“鬼は遊びが大好きだ
満月の晩にはゲストを招いて
朝まで遊ぶ 遊ぶ
そう、朝まで”
二人が連れられてきたのは小さな祠のある場所だった。しかし、この森にそんな祠があったなどレンは聞いたことがない。祠にしても長く人が訪れた様子はなく苔むしていた。どうやらここは普段あまり人が近づかない程森の奥であるらしい。
「なぁ、リン。」
「・・・」
「リン?」
先程とは様子が違い今度は話しかけても全く反応がない。虚ろに前方を見続けている。
「リン!」
リンの様子に尋常ではない何かを感じてレンは更に強く呼び掛けた。
ビクッとリンの肩が震えレンの方を向く。
「レ、レン?何?」
リンは驚いてレンに訪ねた。きょとんとしたその様子に先程までの異様な雰囲気はなく、レンはほっとする。
リンの調子も悪そうだし一刻も早くこの場所を離れるべきだ。長くここにいては、いけない。レンは不思議な焦燥に駆られていた。
「何でもない。それより、」
早く帰ろう。そう続けようとしたとき視界の端にそれは映った。ゆっくりとそちらを見る。はっきりとその姿をとらえたとき背筋が凍るような寒気を覚えた。
「レン、あ、あれ・・・」
リンも気が付いたようで震えて、元々白い肌が更に色を無くす。レンは繋いだ指先を強く握りしめた。
そこに立っていたのは、鬼。
「っ!!」
「我が主。今宵のお客様でございます。」
息を呑む二人を尻目に兎は恭しく鬼に頭を下げた。そしてくるりと二人に向き直る。
「お二人には宴を盛り上げるために、ある遊びに参加していただきます。」
兎の言葉は口調こそ丁寧だが、底知れぬ何かを感じさせた。にっこりと笑うが、もうその笑みに恐怖以外を感じなかった。

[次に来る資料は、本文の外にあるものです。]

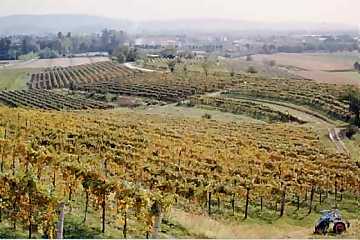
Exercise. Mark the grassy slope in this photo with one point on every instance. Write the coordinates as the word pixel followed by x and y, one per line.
pixel 13 79
pixel 354 147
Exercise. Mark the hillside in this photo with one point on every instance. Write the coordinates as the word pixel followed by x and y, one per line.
pixel 39 24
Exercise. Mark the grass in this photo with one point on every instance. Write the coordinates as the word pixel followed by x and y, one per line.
pixel 266 223
pixel 14 79
pixel 353 145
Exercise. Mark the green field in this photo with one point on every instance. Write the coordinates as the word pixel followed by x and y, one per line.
pixel 14 79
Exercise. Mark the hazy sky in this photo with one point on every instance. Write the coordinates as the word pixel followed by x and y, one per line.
pixel 341 11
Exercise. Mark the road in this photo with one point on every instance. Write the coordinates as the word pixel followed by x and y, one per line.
pixel 303 114
pixel 297 111
pixel 131 65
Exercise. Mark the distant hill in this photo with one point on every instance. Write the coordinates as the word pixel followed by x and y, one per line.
pixel 38 24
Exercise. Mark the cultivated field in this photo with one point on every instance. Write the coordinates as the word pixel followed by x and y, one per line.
pixel 322 67
pixel 56 62
pixel 223 151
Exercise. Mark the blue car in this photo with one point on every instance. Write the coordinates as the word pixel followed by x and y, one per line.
pixel 331 217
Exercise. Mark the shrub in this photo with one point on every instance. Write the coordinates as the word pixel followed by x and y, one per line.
pixel 206 116
pixel 252 70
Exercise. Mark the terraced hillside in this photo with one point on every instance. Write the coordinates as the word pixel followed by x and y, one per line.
pixel 118 174
pixel 47 100
pixel 67 77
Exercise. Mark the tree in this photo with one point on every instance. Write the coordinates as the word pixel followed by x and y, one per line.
pixel 357 66
pixel 121 58
pixel 205 66
pixel 249 58
pixel 172 65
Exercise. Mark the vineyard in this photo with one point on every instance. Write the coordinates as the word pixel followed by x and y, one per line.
pixel 68 77
pixel 47 100
pixel 252 109
pixel 130 169
pixel 162 86
pixel 325 98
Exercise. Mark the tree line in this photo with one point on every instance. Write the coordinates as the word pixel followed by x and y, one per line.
pixel 61 44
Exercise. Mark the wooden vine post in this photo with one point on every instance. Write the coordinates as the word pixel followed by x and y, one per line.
pixel 60 224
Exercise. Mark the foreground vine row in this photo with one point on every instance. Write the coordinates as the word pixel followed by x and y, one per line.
pixel 132 166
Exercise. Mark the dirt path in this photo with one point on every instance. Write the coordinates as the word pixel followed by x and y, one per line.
pixel 132 66
pixel 206 227
pixel 304 114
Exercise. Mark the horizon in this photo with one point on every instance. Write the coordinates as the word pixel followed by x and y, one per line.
pixel 277 11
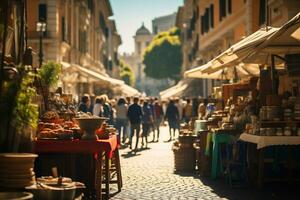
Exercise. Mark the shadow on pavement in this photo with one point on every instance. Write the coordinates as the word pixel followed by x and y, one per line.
pixel 271 191
pixel 134 153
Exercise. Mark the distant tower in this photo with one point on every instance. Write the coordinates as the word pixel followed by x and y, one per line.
pixel 142 39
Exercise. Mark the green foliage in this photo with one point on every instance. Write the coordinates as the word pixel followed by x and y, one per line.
pixel 49 73
pixel 126 73
pixel 26 113
pixel 163 57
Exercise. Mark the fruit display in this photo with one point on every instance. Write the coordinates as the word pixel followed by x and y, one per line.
pixel 63 130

「なに、ルールは簡単です。お二人は我が主から逃げれば良いのです。」
それならば今すぐにでも逃げ出したかったが恐怖が体を縛り二人は動けずにいた。兎は続ける。
「今まででは普通に捕食していたのですが、主は夜しか動けず退屈してしまいましてね。」
捕食。やはり、目の前にいるのが言い伝えの鬼らしい。
ならば、自分達は―
「一度獲物を逃がすことにしたのです。どうです?」
楽しい遊びでしょう?
「!?」
レンは無理やりリンを引っ張り走り出していた。逃げなければ、殺される!
頭で理解するより先に体が動いていた。レン同様動けずにいたリンだったが我に返ると精一杯レンの後を追い走った。祠はあっという間に見えなくなる。
まさか本当に鬼がいるとは夢にも思わなかった。
立ち止まれば捕まってしまう。捕まってしまえば・・・
そこまで考えてレンは恐ろしくなった。帰ってきた者はいない。リンの言葉が蘇る。
「レンっ!」
リンがすがるようにレンを呼んだ。その表情は恐怖に彩られている。それを見てレンはハッとした。
そうだ。約束したんだ。リンと二人で帰ると!
月明かりが照らす夜の森を駆けながらレンは誓う。
「リン、必ず一緒に帰ろう!リンは僕が守る!」
深い深い迷いの森で畏憚の遊びが始まった。